Por: Hernán González Rodríguez

Opciones del No

Coincido con quienes sostienen que lo único que une hoy a los partidarios del Sí con los del No es que ninguno de los dos acepta continuar la guerra.

Desconfío, infortunadamente, de las rectas intenciones del presidente Santos cuando convoca reuniones para escuchar a los partidarios del No e insta a los negociadores para aprobar el nuevo acuerdo recluidos en La Habana, con la dedicación y el secreto de un “cónclave”, antes de finalizar noviembre. 

Para el presidente Santos resulta fundamental recibir el Nobel de Paz en diciembre, “por sus realizaciones y no por sus buenas intenciones”, habiendo firmando cualquier nuevo acuerdo.  Esta razón parece haber motivado su cambio del cese del fuego bilateral del 31 de octubre al 31 de diciembre.

No facilitará tal hecho el haber firmado 297 páginas sin contar con importantes sectores de la oposición, con exageraciones irreversibles, las cuales no parecen ser renegociables, tanto por culpa de las exigencias de las Farc, como de la debilidad del gobierno. Ejemplos de inamovibles para las Farc: Sancionarles sus crímenes de lesa humanidad; reformarles su Justicia Especial para la Paz; fumigarles sus cultivos de coca, condicionarles su participación en política…

Además, genera desconfianza que Humberto de la Calle y Sergio Jaramillo dirijan las nuevas negociaciones. ¿Creerán todavía ellos haber firmado el mejor acuerdo posible? ¿Acaso no deberían participar en el “cónclave” dos o tres observadores de quienes votaron No?

En caso de que saliera humo blanco del “cónclave” con el fin de anunciar un nuevo acuerdo consensuado entre el gobierno, los voceros del No y las Farc, no creo necesaria la refrendación o la ratificación de este milagro. Pero si solo sale humo negro y deciden refrendarlo con un nuevo plebiscito, nada extraño resultaría que Santos perdiera de nuevo.
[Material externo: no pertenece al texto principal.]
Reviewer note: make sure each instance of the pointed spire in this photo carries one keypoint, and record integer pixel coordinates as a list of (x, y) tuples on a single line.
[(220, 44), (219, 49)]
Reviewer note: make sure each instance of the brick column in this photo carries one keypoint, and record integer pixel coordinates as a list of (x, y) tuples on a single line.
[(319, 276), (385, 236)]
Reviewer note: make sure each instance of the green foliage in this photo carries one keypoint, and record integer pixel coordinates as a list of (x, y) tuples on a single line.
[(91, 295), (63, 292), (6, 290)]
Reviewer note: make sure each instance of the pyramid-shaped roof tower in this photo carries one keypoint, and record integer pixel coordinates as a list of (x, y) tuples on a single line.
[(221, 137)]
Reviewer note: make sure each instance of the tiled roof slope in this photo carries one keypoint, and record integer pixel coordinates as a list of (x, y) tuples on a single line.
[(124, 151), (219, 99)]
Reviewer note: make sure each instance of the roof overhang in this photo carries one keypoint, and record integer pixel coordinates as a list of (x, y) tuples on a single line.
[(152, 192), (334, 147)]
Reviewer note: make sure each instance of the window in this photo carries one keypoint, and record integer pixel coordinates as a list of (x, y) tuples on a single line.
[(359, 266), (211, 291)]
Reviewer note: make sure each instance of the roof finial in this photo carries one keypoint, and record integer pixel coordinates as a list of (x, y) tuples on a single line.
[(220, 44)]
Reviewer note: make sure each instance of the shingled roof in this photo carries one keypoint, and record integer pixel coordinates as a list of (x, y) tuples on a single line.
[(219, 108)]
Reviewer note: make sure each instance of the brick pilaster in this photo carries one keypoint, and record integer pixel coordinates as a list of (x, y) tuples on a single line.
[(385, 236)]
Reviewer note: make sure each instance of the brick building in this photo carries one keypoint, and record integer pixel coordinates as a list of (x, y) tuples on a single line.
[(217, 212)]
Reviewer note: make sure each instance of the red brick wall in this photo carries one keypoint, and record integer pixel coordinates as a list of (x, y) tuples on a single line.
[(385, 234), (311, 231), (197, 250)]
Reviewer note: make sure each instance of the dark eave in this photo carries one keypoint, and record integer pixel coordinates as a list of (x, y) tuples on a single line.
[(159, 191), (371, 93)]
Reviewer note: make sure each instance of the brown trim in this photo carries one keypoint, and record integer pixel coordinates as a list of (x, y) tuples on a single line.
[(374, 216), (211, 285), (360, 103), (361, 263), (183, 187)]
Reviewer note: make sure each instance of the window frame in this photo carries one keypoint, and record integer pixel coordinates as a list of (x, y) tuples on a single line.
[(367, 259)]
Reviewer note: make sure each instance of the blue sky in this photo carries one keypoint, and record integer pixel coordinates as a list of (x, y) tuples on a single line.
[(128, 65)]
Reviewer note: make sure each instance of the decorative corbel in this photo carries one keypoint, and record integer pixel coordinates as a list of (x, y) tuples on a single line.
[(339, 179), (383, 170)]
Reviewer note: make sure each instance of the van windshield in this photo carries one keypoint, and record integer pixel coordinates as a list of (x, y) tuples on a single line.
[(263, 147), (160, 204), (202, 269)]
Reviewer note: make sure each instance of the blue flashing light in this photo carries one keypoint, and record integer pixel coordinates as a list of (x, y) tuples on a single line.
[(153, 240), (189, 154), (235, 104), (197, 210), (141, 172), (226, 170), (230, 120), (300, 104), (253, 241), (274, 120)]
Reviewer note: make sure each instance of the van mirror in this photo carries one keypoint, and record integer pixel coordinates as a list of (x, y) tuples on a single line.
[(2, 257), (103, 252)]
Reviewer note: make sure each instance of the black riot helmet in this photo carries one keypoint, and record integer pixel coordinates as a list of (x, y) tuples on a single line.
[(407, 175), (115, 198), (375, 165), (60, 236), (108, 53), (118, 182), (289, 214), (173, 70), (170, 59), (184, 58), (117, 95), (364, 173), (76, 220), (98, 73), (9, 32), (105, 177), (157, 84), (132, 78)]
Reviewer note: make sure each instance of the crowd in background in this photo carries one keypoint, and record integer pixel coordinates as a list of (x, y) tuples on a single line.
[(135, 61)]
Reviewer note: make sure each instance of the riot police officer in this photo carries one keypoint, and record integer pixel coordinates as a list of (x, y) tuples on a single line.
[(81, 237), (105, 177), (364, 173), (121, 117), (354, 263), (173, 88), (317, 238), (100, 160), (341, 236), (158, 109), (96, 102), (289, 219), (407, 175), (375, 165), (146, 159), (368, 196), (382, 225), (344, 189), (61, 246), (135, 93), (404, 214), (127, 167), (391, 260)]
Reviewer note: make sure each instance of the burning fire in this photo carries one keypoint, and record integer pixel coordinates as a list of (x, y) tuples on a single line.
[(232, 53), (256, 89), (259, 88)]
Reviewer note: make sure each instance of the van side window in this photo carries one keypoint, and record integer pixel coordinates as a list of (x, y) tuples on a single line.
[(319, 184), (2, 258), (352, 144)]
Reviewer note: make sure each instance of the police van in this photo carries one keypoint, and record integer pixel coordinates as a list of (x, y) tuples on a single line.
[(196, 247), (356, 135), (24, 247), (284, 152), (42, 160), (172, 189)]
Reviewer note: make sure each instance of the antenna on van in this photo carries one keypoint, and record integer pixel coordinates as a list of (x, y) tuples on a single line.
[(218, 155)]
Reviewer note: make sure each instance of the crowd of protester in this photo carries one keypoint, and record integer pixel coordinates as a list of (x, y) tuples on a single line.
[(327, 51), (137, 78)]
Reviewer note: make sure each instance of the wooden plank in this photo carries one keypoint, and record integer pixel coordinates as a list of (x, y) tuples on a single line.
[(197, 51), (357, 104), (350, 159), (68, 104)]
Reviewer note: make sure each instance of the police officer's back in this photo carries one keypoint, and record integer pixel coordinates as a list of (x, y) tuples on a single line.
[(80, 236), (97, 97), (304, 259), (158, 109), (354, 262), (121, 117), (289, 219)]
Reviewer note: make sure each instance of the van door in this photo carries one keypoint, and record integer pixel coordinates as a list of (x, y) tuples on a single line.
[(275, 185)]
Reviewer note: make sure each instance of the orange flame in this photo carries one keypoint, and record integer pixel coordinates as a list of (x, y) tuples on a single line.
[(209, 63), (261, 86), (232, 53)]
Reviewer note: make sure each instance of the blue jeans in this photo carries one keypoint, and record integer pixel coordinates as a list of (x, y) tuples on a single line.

Y si deciden aprobarlo en el Congreso con las mayorías del Partido de la U, no contaría este con el blindaje contra la justicia futura que tendría el humo blanco. 

Ojalá no resulten ser ciertos los rumores del humo negro: Santos y las Farc nos presentarán en noviembre casi el mismo acuerdo firmado el pasado 26 de septiembre con tan solo unas cuantas modificaciones cosméticas, con base en algunos cambios de pormenor propuestos. No se modificará nada sobre lo fundamental.

Se mantendrá, eso sí, la tesis de que el acuerdo queda incluido en el bloque de constitucionalidad. La Corte Constitucional revivirá pronto, tras “gestiones” del presidente ante ella, el Acto Legislativo para la Paz aprobado por el Congreso y rechazado en el plebiscito, el cual se aprobaría condicionado al triunfo del Sí.  Nos referimos al Acto que le otorgaba a Santos facultades extraordinarias para implementar o desarrollar los acuerdos, al tiempo que convertía al Congreso en un cero a la izquierda. 

Otro vaticinio del humo negro proviene de la reunión entre el presidente Santos en el Darién panameño y su homólogo de Panamá, Juan Carlos Varela: “Apenas tengamos ese nuevo acuerdo, yo sigo siendo el Presidente de la República y tengo todas las facultades constitucionales y legales para decir cómo implementaremos ese nuevo acuerdo. Y cuando lo tengamos ahí vamos a decir qué camino tomaremos para implementar los acuerdos, siempre respetando nuestra constitución y nuestras leyes”. Opino, Santos sigue creyéndose   el Rey Sol, Luis XIV, “El Estado soy yo”.